My first short-story ever sold was military science fiction, and here we are over twenty years later back to Milscifi- a novel this time that is actually based, in part, on that short story.  I gotta say, I’m digging it.

But the future may go back to the past in a way that I never anticipated.  Going back to a spring day twenty-eight years ago…
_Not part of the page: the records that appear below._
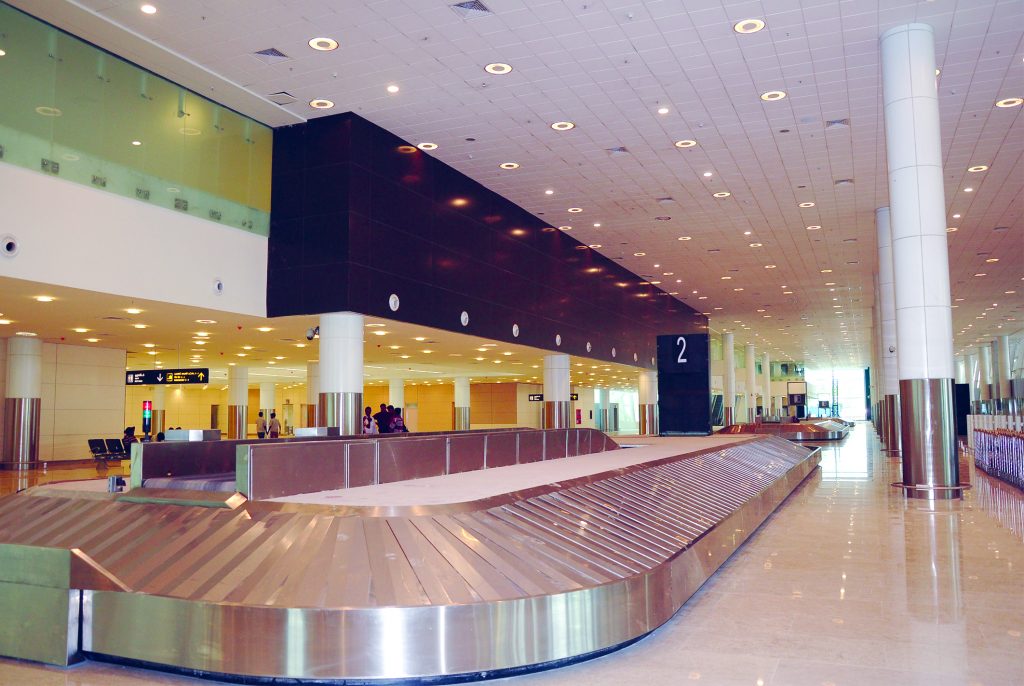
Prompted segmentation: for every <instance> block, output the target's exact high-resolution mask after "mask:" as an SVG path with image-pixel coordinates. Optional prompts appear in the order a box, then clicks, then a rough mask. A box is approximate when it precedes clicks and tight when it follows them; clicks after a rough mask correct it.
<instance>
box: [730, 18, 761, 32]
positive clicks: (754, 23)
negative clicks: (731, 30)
mask: <svg viewBox="0 0 1024 686" xmlns="http://www.w3.org/2000/svg"><path fill="white" fill-rule="evenodd" d="M764 28H765V23H764V22H762V20H761V19H740V20H739V22H736V24H735V26H733V27H732V30H733V31H735V32H736V33H737V34H756V33H758V32H759V31H761V30H762V29H764Z"/></svg>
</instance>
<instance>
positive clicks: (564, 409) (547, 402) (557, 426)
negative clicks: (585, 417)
mask: <svg viewBox="0 0 1024 686" xmlns="http://www.w3.org/2000/svg"><path fill="white" fill-rule="evenodd" d="M568 427H569V401H568V400H545V401H544V428H545V429H567V428H568Z"/></svg>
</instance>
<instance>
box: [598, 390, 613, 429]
mask: <svg viewBox="0 0 1024 686" xmlns="http://www.w3.org/2000/svg"><path fill="white" fill-rule="evenodd" d="M594 390H595V392H596V394H597V395H596V398H595V400H596V402H595V406H594V425H595V426H596V427H597V428H598V429H599V430H600V431H607V430H608V405H609V404H610V402H611V391H609V390H608V389H607V388H596V389H594Z"/></svg>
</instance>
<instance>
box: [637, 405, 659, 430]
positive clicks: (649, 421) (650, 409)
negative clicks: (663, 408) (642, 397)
mask: <svg viewBox="0 0 1024 686" xmlns="http://www.w3.org/2000/svg"><path fill="white" fill-rule="evenodd" d="M657 434H658V426H657V404H656V403H654V402H651V403H643V404H641V405H640V435H641V436H656V435H657Z"/></svg>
I was taking classes at the community college and had forgotten one of my textbooks.  A pal loaned me his 1983 Harley Davidson Sportster to run home and get it.  I was feeling good.  I was in excellent shape, had a decent haircut and was wearing a pair of Levi’s, Dingo boots, a nice flannel shirt and a pair of Ray Ban Aviators.  I got to a left-turn lane, kicked back and lit a Lucky Strike just as a stunning blonde in a canary-yellow ’65 Mustang convertible pulled up next to me and was conspicuously checking me out.  I remember thinking, “I could ride a bike for a hundred years and it will never be better than this moment.” It was a peak experience and I decided then and there that I was done with motorcycles.  The light changed and I gave her an infinitesimal nod and drove off. When I got back to town I gave the keys back to my friend, thanked him and have been on a bike only once, briefly, since then.  For over twenty years I have avoided temptation… until yesterday.

We were at Hinshaw’s Honda in Aubern so Aedan could talk to them about servicing his trike and I spotted a Honda CB1100 in fantastic shape.  I was surprised that it looked new until I realized that it was new.  The salesman, a fella about my age, commented that they had brought it back with a few modern improvements.  I actually sat on the bike while he and I reminisced about great bikes in our past for a bit.

Then he said, “I need to show you something.”

He walked me across the (huge) showroom to a low-slung monster and wheeled it out into the aisle.  It was gorgeous.  Beautifully proportioned, beefy yet elegant. Every line bespoke power and grace, but with a nod to the great American bikes of the past. I swung a leg over and settled into the saddle, put my hands on the handlebars and my foot on the peg.  It was like coming home; it fit like it was made for me and I felt right down to my gut what it would feel like to ride the beast, to wheel down the street, lean into a corner and power through, riding the wave of torque from the massive V-twin.  In the back of my mind I could hear the red-and-black demon between my legs howl in triumph: “MINE.”

The Bike is a Victory Judge, a modern low-rider with a 1731cc DOHC V-twin and it’s a beautiful, brutal animal of a bike.



We talked about price, helmets, riding armor and possibly a side-car.  I kept coming back to sit on the bike once again… I couldn’t get enough; I’ve never had such a visceral response to a vehicle. It was frightening and exhilarating.  We were also told that the price included a full day of riding instruction at their private race-course and a significant Veteran’s discount.  Damn, that salesman was good.

All hope is not lost; I may be smitten but I am still an adult. Sort of. There are a lot of practical considerations to think about, and it will be at least a few days before it would be possible for us to purchase the bike.  Lust can be blunted by time, infatuation fades until common sense can overcome it. There is still hope.